Auf an die Uni! Erster Eindruck – wunderschöner Campus, Backsteingebäude, viel Glas, viel Grün, ein herrlicher Spätsommertag mit viel Sonne und Wärme. Die Konferenz ist gut besucht, ich schätze 250 TeilnehmerInnen aus der ganzen Welt. Hauptsächlich Wissenschaftler, aber auch Praktiker.

Schaltegger, Leuphana, Centre for Sustainable Management, Keynote, EMAN 2016
Keynote Schaltegger: Erreichtes und Nicht-Erreichtes

Stefan Schaltegger, Nachhaltigkeitsprofessor an der Leuphana und als solcher unser Gastgeber, eröffnet die Konferenz mit einer Antwort auf die Titelfrage.

Es wurde viel erreicht in 20 Jahren: eine stolze und weiter wachsende Zahl von bisher mehr als 800 Publikationen zum Thema, weltweite Entwicklung und Verbreitung von neuen Mess- und Bewertungsansätzen, eine wachsende Zahl von Unternehmen, die ganzheitlich agieren, neue Ausbildungsprogramme, mehr Pluralität.
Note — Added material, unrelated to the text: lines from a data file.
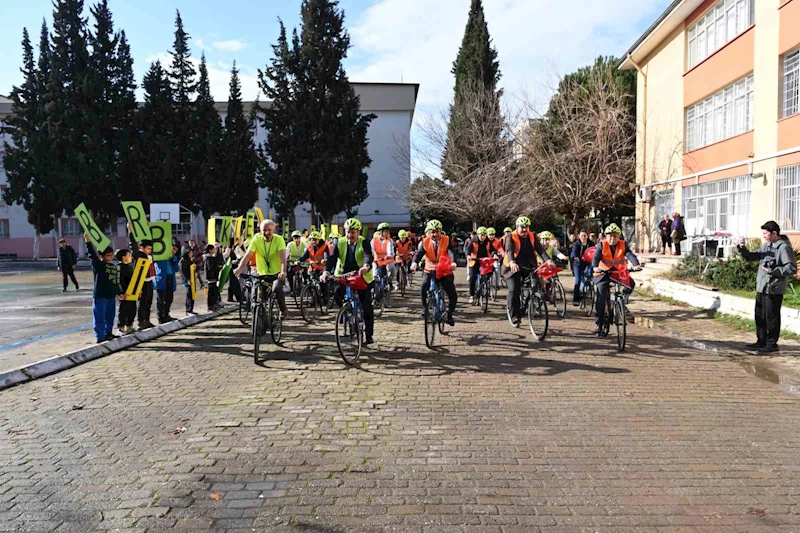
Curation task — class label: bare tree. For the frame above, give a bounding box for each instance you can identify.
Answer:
[516,66,636,232]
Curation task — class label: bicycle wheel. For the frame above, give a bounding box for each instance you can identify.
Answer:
[269,293,283,344]
[425,294,437,349]
[553,278,567,318]
[528,291,549,341]
[336,301,362,365]
[480,279,491,315]
[300,284,320,324]
[582,283,594,316]
[239,287,251,326]
[614,300,628,352]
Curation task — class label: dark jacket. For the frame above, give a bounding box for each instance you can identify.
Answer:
[739,235,797,294]
[58,244,78,270]
[86,242,124,298]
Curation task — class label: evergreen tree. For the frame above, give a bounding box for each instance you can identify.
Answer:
[442,0,502,182]
[217,61,258,214]
[195,54,227,218]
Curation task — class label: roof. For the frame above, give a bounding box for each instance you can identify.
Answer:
[617,0,703,70]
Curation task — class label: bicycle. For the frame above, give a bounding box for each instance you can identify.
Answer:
[242,274,283,364]
[300,271,329,324]
[506,267,549,341]
[334,271,367,366]
[239,276,253,326]
[424,273,448,349]
[536,265,567,318]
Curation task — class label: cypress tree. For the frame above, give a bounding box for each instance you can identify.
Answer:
[218,61,258,214]
[442,0,502,182]
[187,54,222,218]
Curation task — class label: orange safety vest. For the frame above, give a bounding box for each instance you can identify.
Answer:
[594,239,628,277]
[422,235,450,272]
[308,242,328,271]
[503,230,536,266]
[395,239,414,261]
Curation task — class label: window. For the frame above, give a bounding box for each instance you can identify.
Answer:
[783,50,800,117]
[775,165,800,231]
[687,0,755,68]
[61,218,83,237]
[683,175,752,235]
[686,74,753,152]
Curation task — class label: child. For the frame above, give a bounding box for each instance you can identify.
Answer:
[83,233,122,344]
[203,244,223,311]
[114,249,136,335]
[180,248,197,315]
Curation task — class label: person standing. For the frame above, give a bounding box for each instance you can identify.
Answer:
[58,239,80,292]
[670,211,686,255]
[658,213,680,255]
[738,220,797,353]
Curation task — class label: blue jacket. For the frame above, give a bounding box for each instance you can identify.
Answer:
[155,254,180,292]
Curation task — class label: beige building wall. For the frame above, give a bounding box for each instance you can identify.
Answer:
[636,24,686,250]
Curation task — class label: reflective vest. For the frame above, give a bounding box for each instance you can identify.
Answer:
[372,237,394,266]
[308,242,328,271]
[334,237,375,283]
[594,239,628,277]
[503,230,536,266]
[422,235,450,272]
[395,239,414,261]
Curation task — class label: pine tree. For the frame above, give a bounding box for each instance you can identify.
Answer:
[217,61,258,215]
[442,0,502,182]
[187,54,222,218]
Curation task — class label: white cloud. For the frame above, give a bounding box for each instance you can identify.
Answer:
[348,0,654,107]
[211,39,247,52]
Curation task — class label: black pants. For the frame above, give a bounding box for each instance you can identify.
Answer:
[138,281,153,328]
[117,300,136,327]
[420,272,458,316]
[756,292,783,346]
[333,281,375,339]
[186,285,194,314]
[156,286,175,322]
[61,267,78,291]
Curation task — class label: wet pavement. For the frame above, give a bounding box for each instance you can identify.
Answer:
[0,272,800,533]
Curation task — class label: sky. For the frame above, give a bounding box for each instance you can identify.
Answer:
[0,0,669,159]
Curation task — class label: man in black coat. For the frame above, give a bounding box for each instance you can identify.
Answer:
[58,239,80,292]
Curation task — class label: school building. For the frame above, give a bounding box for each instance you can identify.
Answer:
[0,83,419,258]
[619,0,800,250]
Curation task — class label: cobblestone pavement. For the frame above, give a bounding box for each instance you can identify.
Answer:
[0,274,800,533]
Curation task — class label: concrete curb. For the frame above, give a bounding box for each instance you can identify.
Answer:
[0,306,239,390]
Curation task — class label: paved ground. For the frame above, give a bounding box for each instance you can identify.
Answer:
[0,269,219,372]
[0,272,800,533]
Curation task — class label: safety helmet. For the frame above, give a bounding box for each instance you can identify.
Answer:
[344,218,361,231]
[514,217,531,227]
[425,220,442,231]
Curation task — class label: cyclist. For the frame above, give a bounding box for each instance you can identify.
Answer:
[234,219,288,316]
[569,229,596,307]
[320,218,375,345]
[467,226,493,305]
[372,222,395,290]
[502,216,555,322]
[592,224,642,337]
[394,229,414,281]
[411,220,458,326]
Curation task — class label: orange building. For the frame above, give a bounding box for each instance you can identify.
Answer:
[619,0,800,250]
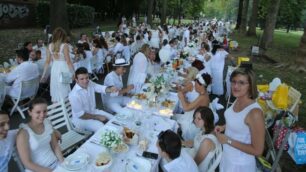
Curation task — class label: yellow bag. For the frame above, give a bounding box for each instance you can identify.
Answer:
[237,57,250,66]
[272,84,289,110]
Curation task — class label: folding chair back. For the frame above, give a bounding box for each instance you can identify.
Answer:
[207,143,222,172]
[48,100,89,154]
[10,77,39,119]
[20,77,39,100]
[0,81,6,109]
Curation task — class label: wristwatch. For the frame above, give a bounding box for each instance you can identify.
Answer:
[226,138,232,145]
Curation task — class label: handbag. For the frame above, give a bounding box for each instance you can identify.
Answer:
[59,72,72,84]
[288,131,306,164]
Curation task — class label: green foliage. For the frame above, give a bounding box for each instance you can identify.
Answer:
[36,1,95,28]
[258,0,306,28]
[204,0,239,20]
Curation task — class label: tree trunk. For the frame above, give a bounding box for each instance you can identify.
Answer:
[50,0,70,35]
[235,0,243,30]
[247,0,260,36]
[260,0,280,50]
[160,0,167,25]
[299,25,306,55]
[239,0,250,34]
[148,0,154,27]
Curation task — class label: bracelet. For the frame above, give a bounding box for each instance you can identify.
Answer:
[226,138,232,145]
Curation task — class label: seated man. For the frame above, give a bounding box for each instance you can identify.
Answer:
[33,39,47,59]
[5,49,39,97]
[0,111,17,172]
[102,58,134,113]
[156,130,199,172]
[69,67,116,131]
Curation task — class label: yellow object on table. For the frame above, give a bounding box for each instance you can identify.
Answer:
[237,57,250,66]
[257,84,269,93]
[272,84,289,110]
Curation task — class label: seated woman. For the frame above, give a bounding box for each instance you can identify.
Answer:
[0,111,16,172]
[103,58,134,113]
[175,73,211,140]
[182,107,220,171]
[16,98,64,172]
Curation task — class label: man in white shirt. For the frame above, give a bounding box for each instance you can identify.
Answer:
[156,130,199,172]
[102,58,134,113]
[69,67,116,132]
[5,49,39,97]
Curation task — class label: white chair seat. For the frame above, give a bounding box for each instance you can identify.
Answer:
[60,130,88,151]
Schöne Ergebnisse. Aber leider nicht gut genug, denn gleichzeitig steigen weiterhin alle kritischen Indikatoren an. Wir erkennen das sehr gut am Earth Overshoot Day, der 1987 noch am 19. Dezember war und heuer, fast 30 Jahre später, bereits am 8. August begangen wurde.


Woran liegt das? Warum passiert nicht mehr bzw. warum machen wir weiter wie bisher, obwohl alle Fakten auf dem Tisch liegen? Was hindert uns am konsequenten Handeln, was blockiert die Veränderung?
Die nächsten eineinhalb Tage begebe ich mich auf die Suche nach Antworten.

Antwort 1: Perspektivenwechsel

Da hauptsächlich Wissenschaftler im Publikum sitzen und Wissenschaftler Keynotes halten, erstmal eine wissenschaftliche Selbst-Analyse: die Wissenschaft (in diesem Fall konkret jene rund um das EMAN-Netzwerk) verharre noch immer zu stark in der beschreibenden Problemanalyse, anstatt sich auf den Weg der Lösungsentwicklung zu machen, kritisieren etwa Schaltegger und auch der Finne Teemu Malmi, der an der Aalto Universität Helsinki u.a. über Managementstrukturen und Anreizsysteme für Nachhaltigkeit forscht. Wir bräuchten also mehr Lösungen, die im Konkreten – in Unternehmen – ausprobiert, evaluiert und weiter entwickelt werden könnten.


Darüber hinaus fehle das große gemeinsame Ziel, die Utopie, die Vision einer guten Welt für alle. Wir hielten uns im Gegenteil zu sehr mit Technikalitäten auf, meint etwa Nihel Chabrak, Programmdirektorin des UAEU Science & Innovation Park. Diese Sicht ergänzt Mathis Wackernagel, Mitgründer und eines der Masterminds hinter dem globalen ökologischen Fußabdruck-Netzwerk. Er denke, die notwendige Veränderung müsse stärker mit positiven Emotionen besetzt werden, derzeit drehe sich alles nur um Verzicht. Da ist wohl was dran. Ich erinnere mich z.B. an Klemens Riegler-Picker vom BMWFW, der am letzten CSR-Tag festgestellt hat, es gebe aktuell keine Emotion für SDGs, CSR oder Nachhaltigkeit in der österreichischen Politik.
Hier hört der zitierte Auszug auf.